Since the interaction effect between arm and time point were not significant (p = 0.866), we present the tests for the main effects in Table 2. Median estradiol levels at 25 weeks were 60% and 62% lower than at baseline for DMPA-IM and NET-EN, respectively (p<0.001). The median decreases were not statistically different between the groups (p = 0.467). The level at 25 weeks was 9% lower with NET-EN than DMPA-IM, which was not a statistically significant difference (DMPA-IM n = 222, median 76.5 (interquartile range 54.1 to 104.2) versus NET-EN n = 225, 69.8 (55.1 to 89.3 pmol/L), p = 0.450).
Among 6 dichotomous parameters (Table 3), estradiol levels were significantly greater among those reporting never using a condom at 25 weeks.

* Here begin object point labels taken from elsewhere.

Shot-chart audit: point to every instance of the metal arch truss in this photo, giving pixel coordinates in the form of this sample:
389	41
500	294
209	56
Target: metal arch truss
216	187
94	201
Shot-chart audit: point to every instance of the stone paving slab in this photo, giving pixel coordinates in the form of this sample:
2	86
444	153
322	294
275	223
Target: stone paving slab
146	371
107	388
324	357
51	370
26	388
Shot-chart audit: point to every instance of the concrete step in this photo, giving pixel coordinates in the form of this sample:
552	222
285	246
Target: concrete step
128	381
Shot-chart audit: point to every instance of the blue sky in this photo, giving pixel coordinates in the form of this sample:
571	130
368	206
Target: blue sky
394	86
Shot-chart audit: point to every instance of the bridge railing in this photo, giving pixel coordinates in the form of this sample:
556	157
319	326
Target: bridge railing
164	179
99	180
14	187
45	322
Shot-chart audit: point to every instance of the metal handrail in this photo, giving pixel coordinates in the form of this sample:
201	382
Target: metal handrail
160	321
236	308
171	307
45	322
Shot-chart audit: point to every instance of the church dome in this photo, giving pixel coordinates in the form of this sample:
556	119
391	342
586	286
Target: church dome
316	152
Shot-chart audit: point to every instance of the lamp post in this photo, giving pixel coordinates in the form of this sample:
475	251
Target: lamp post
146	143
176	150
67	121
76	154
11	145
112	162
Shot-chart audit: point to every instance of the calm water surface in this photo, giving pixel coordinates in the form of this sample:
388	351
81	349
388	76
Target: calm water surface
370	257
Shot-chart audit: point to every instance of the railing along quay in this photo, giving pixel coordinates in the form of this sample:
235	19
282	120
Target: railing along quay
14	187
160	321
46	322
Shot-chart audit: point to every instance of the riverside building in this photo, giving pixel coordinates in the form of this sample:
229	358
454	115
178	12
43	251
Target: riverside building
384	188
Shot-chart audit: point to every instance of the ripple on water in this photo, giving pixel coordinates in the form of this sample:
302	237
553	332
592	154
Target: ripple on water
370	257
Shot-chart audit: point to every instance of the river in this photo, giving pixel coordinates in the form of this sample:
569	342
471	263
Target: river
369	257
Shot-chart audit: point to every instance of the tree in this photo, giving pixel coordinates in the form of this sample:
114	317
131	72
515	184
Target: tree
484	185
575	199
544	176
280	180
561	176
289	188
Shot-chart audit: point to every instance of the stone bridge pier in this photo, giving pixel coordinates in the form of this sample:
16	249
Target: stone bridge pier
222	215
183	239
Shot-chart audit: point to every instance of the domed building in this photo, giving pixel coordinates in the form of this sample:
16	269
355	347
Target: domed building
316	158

There were no significant associations between estradiol levels and the daily diary outcomes ‘feeling sad for no reason’ and ‘feeling partner does not love her’ (Table 4).

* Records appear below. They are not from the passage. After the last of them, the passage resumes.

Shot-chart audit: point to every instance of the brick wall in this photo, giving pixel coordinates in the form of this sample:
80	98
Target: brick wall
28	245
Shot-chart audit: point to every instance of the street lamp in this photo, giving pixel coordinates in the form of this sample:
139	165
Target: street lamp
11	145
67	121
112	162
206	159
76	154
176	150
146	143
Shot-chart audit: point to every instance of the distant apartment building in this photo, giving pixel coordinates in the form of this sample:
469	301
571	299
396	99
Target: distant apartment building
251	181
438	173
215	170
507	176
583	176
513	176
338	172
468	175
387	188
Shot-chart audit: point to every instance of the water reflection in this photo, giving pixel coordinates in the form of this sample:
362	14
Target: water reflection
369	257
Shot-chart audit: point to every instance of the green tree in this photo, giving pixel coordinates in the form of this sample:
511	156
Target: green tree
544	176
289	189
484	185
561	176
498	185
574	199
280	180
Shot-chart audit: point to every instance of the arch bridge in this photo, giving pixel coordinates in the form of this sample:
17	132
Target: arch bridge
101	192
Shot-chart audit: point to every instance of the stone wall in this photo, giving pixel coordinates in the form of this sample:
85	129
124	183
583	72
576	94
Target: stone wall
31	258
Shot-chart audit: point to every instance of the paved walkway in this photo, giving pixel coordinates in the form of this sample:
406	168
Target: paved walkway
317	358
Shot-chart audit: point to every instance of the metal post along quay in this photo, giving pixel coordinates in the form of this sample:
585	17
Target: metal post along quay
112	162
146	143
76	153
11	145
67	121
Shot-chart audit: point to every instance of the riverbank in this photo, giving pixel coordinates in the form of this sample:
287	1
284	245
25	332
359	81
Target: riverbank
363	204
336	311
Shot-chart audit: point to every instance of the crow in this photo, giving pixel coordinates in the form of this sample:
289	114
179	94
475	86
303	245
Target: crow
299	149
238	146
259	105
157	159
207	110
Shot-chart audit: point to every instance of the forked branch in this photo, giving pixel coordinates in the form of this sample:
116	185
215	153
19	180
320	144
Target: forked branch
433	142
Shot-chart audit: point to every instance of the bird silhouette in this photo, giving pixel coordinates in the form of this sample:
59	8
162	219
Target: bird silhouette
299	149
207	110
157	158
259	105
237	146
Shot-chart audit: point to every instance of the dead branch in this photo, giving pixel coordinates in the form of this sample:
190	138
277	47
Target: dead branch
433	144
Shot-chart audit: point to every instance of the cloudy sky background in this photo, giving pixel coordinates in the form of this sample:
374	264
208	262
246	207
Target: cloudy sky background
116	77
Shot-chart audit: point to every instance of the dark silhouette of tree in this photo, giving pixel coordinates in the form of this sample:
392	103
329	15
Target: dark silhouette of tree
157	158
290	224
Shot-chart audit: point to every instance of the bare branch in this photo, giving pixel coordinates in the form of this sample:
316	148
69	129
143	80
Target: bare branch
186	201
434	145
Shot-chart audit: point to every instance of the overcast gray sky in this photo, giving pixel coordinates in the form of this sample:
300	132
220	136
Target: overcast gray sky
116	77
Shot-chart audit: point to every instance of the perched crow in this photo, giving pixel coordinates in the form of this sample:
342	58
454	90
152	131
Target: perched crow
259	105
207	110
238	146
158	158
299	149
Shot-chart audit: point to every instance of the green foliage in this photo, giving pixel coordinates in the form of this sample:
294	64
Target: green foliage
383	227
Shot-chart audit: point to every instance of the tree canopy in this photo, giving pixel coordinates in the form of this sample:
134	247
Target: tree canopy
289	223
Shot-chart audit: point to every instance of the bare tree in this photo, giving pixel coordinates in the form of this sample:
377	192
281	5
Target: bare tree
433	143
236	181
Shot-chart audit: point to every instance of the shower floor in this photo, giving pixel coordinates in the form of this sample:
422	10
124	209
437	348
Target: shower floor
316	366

Clinical results for baseline and 25 weeks are shown in Table 5. Four of 10 parameters were significantly changed from baseline to 25 weeks with both DMPA-IM and NET-EN: depression scores were lower, while feeling sad for no reason, amenorrhoea and never using a condom were increased at 25 weeks. In addition, the number with a BDI-II score indicating depression was significantly decreased at 25 weeks in only the DMPA-IM group and the report of decreased sexual desire was significantly increased in only the NET-EN group. No participants were found to have a BDI-II score indicating depression at 25 weeks.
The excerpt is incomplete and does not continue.